Study and learn is the real answer:
Study this comprehensive laser safety web site for excellent expert advice and information on all aspects of laser safety: https://www.laserpointersafety.com/
Study also this web site: https://www.lasersafetyfacts.com/classes-menu.html

Can a 3W blue laser damage your eyes? See what happened to one careful member in less tha 0.25 seconds/a split second with a 1W blue laser here:: https://laserpointerforums.com/threads/hit-in-eye-with-1000mw-445nm-blue-laser.69469/
What do you want people to say beyond no eye protection is no eye protection and you take your chances with whatever you do and whatever happens for whatever reasons accidental or on purpose if you are not wearing laser glasses/goggles.
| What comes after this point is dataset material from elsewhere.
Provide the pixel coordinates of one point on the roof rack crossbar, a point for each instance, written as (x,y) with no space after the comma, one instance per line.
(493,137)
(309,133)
Wearing appropriate laser safety goggles protects your eyes from accidental or on purpose permanent eye damage due to not knowing what you are doing ---whatever else you do is risk to one degree or another --an accident looking for a place to happen and possibility of permanent eye damage.
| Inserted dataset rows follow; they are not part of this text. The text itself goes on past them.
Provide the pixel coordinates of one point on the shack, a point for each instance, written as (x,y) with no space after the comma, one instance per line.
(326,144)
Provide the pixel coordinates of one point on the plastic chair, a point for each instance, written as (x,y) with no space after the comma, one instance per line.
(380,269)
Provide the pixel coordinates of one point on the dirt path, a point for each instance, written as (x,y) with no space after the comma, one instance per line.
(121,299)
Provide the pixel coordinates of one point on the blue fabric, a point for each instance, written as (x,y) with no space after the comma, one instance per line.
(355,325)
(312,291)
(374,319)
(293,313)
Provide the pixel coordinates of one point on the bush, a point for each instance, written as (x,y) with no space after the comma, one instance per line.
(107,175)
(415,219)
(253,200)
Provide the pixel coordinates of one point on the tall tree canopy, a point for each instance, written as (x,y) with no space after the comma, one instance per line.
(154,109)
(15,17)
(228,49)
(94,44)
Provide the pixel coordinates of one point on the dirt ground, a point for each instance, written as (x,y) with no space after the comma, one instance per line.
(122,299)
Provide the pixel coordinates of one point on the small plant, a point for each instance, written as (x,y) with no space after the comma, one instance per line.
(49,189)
Is it safe to point in the sky without goggles.
Yes it is 100% safe if you don't damage your eyes in the process. Is that what you want to hear?
Ask a stupid question get a stupid answer. Pointing in the sky is "safe" if there are no aircraft or are pointing in aircraft fight paths anywhere even near where you are pointing in the sky otherwise you risk arrest and serious fines, especially if you hit an aircraft.
"U.S.C. TITLE 18, CHAPTER 2
Sec. 39A. Aiming a laser pointer at an aircraft
(a) OFFENSE — Whoever knowingly aims the beam of a laser pointer at an aircraft in the special aircraft jurisdiction of the United States, or at the flight path of such an aircraft, shall be fined under this title {maximum of $250,000} or imprisoned not more than 5 years, or both."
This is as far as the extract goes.